Ubuntu maker Canonical's Anbox Cloud offers remote Android apps, games

Game streaming might be one of the buzzwords in the gaming industry today but the idea of accessing computers hosted elsewhere has long existed even before "streaming" itself became a thing. Remote desktop access isn't exactly new but Canonical, the company behind one of the most popular Linux distributions on the planet, is putting a unique twist to that idea by delivering not Windows or even Linux but Android on a cloud.

You might wonder why a Linux distributor would suddenly offer a cloud service that doesn't directly involve Linux. Canonical actually already has a number of cloud-centric services and products, something that has generated a bit of controversy in Linux circles. But let's face it, there are just some apps and services that are not available on Linux and Android may be the best way to access those.

While Canonical boasts of how Anbox Cloud runs on Canonical's infrastructure and Ubuntu, the real enabler here is Anbox. The open source software is one of the few existing projects that allow running Android apps on Linux. Unlike an emulator that runs the entire Android OS in a window, Anbox utilizes Linux containers to make apps feel like they were native Linux apps.
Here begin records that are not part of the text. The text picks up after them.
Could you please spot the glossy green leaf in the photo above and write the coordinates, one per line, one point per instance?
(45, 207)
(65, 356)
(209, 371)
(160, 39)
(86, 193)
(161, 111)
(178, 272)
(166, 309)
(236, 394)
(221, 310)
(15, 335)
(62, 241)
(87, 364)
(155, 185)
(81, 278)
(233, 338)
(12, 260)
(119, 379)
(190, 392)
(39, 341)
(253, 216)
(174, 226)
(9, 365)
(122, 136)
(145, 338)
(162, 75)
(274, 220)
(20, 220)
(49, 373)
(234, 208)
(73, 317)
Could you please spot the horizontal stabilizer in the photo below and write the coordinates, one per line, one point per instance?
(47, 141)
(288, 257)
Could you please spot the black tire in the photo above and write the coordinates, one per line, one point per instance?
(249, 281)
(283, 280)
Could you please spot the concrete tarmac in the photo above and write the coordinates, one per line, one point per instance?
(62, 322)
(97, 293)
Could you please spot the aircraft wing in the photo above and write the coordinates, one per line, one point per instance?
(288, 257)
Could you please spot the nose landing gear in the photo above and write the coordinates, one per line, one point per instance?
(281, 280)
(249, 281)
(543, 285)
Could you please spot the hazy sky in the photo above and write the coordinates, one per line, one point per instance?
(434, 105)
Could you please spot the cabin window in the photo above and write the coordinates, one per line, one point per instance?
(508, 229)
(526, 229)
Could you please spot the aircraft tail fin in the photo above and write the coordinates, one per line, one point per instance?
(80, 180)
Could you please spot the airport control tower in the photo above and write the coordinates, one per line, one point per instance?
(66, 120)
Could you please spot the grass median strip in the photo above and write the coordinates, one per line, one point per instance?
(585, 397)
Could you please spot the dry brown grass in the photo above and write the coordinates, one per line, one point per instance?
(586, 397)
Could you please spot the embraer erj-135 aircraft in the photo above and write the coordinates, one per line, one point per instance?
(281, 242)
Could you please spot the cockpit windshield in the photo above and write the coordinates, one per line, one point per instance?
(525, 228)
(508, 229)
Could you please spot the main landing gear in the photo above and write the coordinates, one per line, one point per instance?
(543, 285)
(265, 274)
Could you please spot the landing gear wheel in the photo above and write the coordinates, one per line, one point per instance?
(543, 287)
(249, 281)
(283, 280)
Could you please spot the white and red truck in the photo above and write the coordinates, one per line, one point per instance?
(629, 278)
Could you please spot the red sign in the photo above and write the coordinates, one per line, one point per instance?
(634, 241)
The idea of remote Android access might be novel in itself but Canonical is also billing Anbox Cloud as its answer to the game streaming trend, potentially utilizing it as a distribution channel for mobile games. Of course, the service also has more serious uses, like accessing enterprise apps available only on Android or testing apps without having an Android device on hand.

Whether those reasons will be enough to make Anbox Cloud fly is a very big question mark. It's definitely not something end users will be able to experience directly, as Canonical is marketing it at telcos and companies. With billions of Android devices in the market, some of them costing less than $100, it might be a hard sell, especially with 5G adoption still underway.